[Math] Lower bounds on Kullback-Leibler divergence

inequalitiesit.information-theorypr.probabilityprobability distributionsst.statistics

This was originally a question on Cross Validated.

Are there any (nontrivial) lower bounds on the Kullback-Leibler divergence $KL(f\Vert g)$ between two measures / densities?

Informally, I am trying to study problems where $f$ is some target density, and I want to show that if $g$ is chosen "poorly", then $KL(f\Vert g)$ must be large. Examples of "poor" behaviour could include different means, moments, etc.

Example: If $f=\sum_ka_kf_k$ and $g=\sum_kb_kg_k$ are two mixture distributions, is there a lower bound on $KL(f\Vert g)$ in terms of $KL(f_k\Vert g_j)$ (and also the convex weights $a_k,b_j$)? Intuitively, we'd like to say that if $\inf_{k\ne j} KL(f_k\Vert g_j)$ is "big", then $KL(f\Vert g)$ cannot be small.

Anything along these lines (for mixtures or arbitrary measures) would be useful. Obviously, you can make assumptions about the quantities involved. Alternatively, references to any papers that study these kinds of problems (either directly or indirectly) would be helpful!

Best Answer

Pinsker's inequality states that \begin{equation} \text{KL}(f|g)\ge B_P:=\|f-g\|^2/2, \end{equation} where $\|f-g\|:=\int|f-g|$ is the total variation norm of the difference between the distributions with densities $f$ and $g$.

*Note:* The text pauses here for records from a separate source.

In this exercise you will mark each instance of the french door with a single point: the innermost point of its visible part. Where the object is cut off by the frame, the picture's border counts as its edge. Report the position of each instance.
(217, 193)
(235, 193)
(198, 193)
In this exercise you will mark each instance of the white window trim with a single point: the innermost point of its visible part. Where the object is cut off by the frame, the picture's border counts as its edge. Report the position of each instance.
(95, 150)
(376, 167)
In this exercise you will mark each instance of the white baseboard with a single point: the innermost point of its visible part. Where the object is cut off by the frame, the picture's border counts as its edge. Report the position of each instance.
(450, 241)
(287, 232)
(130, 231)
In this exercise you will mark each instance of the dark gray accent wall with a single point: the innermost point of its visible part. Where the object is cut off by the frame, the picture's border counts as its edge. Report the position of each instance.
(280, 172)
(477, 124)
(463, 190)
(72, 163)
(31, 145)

Another lower bound on $\text{KL}(f|g)$ can be given in terms of the Hellinger distance $d_H(f,g):=\frac1{\sqrt2}\|\sqrt f-\sqrt g\|_2$: \begin{equation} \text{KL}(f|g)\ge B_H:=2d_H(f,g)^2=\int(\sqrt f-\sqrt g)^2; \end{equation} see e.g. mathSE.

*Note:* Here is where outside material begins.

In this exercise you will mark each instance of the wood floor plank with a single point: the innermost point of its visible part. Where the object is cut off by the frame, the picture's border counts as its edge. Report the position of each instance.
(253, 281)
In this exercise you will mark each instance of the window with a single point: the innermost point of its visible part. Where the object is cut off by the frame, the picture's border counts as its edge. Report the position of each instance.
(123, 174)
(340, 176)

One may note note that either one of these two lower bounds, $B_P$ and $B_H$, may be better (that is, greater) than the other. E.g., if the densities $f$ and $g$ with respect to the counting measure on the set $\{1,2\}$ are given by the vectors $(1/2,1/2)$ and $(1/2-t,1/2+t)$ for $t\in(0,1/2)$, then $B_P>B_H$ for $t\in(0,t_*)$, and $B_P<B_H$ for $t\in(t_*,1/2)$, where $t=0.495\dots$ is a certain algebraic number.